Umas vezes declara que a commissão parlamentar ha de ser o verdadeiro arbitro da questão, mas outras diz que a dos juizes é indispensavel, por dar mais garantia de chegar a um resultado fecundo.
O Governo, ora diz que os juizes só servirão para fazer contas e apuros, ora exclama que a sua acção ponderadora é precisa para a boa solução do assunto.
Emfim, uma comedia triste a que bem podia poupar-se o Sr. Ferreira do Amaral, que pela sua idade tinha obrigação de não sympathizar com essas aventuras.
Mas vejamos a questão da lista civil.
A dotação do Senhor D. Affonso foi elevada a 16:000$000 réis ilegitimamente, porque nem o Senhor D. Affonso ainda jurou que se prestaria a ser o successor do reino, nem que o jurasse havia motivos para lhe elevar a dotação.
O artigo 81.° da Carta diz que "as Cortes assinarão alimentos ao Principe Real e aos Infantes, desde que nascerem".
Esta disposição, porem, não deve ser tomada á letra, porque entre aos não vigora a lei que, por exemplo, vigorava em França antes da republica, que encorporava na Coroa os bens da casa reinante.
Os Principes pertencem á Casa de Bragança, cujo administrador tem obrigação de lhes dar alimentos condignos.
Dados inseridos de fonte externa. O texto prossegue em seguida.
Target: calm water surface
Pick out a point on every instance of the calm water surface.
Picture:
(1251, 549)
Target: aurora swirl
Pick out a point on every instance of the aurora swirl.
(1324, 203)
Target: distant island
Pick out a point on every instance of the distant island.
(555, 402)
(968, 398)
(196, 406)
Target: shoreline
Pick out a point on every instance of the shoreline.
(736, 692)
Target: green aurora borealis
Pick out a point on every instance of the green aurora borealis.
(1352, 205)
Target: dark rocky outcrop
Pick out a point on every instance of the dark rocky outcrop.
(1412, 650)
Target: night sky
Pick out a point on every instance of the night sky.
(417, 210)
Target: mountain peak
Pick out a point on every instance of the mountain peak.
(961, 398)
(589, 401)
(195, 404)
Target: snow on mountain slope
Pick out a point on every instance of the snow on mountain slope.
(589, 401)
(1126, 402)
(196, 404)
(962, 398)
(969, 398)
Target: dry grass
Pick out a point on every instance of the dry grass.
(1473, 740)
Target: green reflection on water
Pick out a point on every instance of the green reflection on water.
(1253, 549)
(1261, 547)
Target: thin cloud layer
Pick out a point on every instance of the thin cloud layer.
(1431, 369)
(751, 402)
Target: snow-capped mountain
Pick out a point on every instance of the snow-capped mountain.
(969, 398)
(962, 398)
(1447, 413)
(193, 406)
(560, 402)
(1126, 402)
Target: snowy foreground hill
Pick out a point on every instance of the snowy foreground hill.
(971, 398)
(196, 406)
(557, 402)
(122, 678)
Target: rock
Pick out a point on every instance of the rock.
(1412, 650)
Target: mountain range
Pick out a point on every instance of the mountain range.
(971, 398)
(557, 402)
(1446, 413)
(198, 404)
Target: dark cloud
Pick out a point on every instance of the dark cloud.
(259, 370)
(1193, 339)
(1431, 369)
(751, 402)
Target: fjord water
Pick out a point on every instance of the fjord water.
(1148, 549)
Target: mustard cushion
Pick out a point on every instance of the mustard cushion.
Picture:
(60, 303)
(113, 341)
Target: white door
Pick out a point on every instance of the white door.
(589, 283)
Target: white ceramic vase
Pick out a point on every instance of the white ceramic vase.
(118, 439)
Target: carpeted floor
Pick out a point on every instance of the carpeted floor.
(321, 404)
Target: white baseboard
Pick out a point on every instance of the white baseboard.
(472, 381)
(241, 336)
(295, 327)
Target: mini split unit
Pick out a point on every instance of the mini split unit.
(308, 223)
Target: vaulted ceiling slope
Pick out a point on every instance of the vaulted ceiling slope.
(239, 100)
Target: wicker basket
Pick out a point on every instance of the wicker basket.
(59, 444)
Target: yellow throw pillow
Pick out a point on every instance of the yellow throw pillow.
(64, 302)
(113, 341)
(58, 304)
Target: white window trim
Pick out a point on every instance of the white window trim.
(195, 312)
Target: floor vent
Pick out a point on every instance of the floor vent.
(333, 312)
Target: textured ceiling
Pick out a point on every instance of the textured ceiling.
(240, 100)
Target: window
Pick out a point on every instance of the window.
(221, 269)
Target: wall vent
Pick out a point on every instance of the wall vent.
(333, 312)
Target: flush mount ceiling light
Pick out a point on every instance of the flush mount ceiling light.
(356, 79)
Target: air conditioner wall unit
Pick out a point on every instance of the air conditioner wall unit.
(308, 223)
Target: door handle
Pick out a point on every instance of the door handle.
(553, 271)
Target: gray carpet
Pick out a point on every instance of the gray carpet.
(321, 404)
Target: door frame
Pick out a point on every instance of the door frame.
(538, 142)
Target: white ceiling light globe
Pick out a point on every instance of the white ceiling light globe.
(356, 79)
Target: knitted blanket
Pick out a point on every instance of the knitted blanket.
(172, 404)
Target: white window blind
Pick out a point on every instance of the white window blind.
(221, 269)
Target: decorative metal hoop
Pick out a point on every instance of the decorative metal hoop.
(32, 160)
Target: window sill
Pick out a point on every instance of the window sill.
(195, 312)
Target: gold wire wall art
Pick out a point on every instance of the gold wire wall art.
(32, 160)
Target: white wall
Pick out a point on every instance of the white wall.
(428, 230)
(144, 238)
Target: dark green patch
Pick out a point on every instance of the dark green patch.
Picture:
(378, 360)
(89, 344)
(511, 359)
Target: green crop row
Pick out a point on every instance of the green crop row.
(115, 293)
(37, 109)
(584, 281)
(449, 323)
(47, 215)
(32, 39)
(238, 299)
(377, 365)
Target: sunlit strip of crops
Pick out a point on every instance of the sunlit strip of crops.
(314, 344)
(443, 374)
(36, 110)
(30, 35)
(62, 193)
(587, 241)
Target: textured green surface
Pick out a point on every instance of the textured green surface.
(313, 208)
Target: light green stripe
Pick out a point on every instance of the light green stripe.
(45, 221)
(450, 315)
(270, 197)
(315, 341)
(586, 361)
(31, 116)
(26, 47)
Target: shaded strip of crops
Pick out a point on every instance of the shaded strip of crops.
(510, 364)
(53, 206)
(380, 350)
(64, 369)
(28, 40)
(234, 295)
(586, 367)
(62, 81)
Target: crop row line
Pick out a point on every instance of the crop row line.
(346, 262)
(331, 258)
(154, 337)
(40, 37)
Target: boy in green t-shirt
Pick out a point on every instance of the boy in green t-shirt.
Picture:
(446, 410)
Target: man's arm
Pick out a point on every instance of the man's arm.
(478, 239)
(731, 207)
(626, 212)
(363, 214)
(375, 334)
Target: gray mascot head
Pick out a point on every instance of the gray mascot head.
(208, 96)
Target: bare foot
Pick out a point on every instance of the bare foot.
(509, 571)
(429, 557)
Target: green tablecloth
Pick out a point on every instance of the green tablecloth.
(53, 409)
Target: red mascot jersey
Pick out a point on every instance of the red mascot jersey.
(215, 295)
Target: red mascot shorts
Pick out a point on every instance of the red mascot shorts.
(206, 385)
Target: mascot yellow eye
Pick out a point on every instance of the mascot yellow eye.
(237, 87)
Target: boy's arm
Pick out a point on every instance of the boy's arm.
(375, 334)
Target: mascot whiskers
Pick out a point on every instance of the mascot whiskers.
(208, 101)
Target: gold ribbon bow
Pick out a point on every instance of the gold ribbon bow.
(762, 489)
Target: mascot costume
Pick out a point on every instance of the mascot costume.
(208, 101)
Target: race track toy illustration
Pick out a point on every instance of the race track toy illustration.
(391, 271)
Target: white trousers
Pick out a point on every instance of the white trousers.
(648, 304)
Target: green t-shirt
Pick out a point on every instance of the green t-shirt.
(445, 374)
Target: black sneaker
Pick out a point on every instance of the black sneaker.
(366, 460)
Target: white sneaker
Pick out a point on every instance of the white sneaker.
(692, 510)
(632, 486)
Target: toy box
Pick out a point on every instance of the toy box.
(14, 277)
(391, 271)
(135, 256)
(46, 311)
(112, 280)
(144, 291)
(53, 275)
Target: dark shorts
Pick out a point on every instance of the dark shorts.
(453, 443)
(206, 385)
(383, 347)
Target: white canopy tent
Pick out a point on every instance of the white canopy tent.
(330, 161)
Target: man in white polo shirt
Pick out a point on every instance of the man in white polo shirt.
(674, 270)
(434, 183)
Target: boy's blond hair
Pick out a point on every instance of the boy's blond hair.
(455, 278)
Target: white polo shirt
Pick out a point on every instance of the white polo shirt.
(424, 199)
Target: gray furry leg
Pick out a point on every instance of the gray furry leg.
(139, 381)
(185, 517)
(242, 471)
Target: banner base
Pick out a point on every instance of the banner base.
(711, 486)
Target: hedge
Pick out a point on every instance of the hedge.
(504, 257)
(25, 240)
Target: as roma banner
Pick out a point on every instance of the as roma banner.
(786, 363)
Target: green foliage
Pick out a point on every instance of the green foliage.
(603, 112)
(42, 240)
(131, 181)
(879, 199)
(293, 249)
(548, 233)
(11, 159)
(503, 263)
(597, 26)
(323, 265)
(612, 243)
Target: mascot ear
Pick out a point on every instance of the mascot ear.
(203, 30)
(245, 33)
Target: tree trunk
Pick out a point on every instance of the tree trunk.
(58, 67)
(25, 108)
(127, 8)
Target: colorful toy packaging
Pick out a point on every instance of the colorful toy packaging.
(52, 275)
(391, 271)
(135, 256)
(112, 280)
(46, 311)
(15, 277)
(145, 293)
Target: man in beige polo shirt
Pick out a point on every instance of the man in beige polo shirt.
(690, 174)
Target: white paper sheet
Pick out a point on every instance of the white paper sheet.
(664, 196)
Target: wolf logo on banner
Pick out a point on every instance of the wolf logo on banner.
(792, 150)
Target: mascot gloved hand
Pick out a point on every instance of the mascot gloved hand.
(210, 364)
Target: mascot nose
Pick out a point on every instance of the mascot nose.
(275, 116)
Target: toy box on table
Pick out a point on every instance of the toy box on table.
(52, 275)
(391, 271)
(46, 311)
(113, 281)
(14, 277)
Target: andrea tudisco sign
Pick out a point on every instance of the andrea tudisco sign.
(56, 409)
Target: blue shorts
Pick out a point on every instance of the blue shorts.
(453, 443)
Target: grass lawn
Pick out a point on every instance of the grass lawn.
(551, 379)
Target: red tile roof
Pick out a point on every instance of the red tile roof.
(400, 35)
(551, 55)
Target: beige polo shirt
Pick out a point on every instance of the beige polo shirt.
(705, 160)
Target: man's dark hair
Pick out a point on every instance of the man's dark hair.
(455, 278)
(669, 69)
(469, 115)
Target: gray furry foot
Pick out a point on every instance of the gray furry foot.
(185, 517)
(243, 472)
De resto, os Reis de Portugal, alem de Reis, são pães, e teem, isso facto, obrigação de sustentar e educar os seus filhos, no que lhes vae toda a vantagem para o lustre da sua casa e prestigio da sua dynastia.
Portanto, se a alimentação, a educação e a illustração dos Principes se deve julgar assegurada por esta ordem de ideias, em sentido differente deverá ser tomado o referido artigo da Carta.
A dotação dos Principes deverá ser nesses casos um subsidio para a ajuda da sua educação e instrucção, de esta ser o mais cuidada possivel. Mas nunca deve ser uma cousa exagerada como tem sido.
D. Carlos teve como Principe Real 20:000$000 réis por anno, e, todavia, os filhos de D. Maria II tiveram apenas 2:800$000 réis, numa epoca em que Portugal era rico.
A pouco e pouco se foram dispondo as cousas para se aumentar, sem motivo justificado, a dotação dos filhos da Casa Real.
Assim, o Infante D. Augusto tinha 2:800$000 réis, quando em 1861, pela serie successiva de mortes que disimaram os membros da Familia Real, foi elevado a herdeiro presuntivo, aumentando-se-lhe a dotação para réis 16:000$000.
Nascido D. Carlos, que passava a ser o legitimo herdeiro, os 16:000$000 réis, ilegitimamente votados, deviam reduzir-se aos primitivos 2:800$000 réis.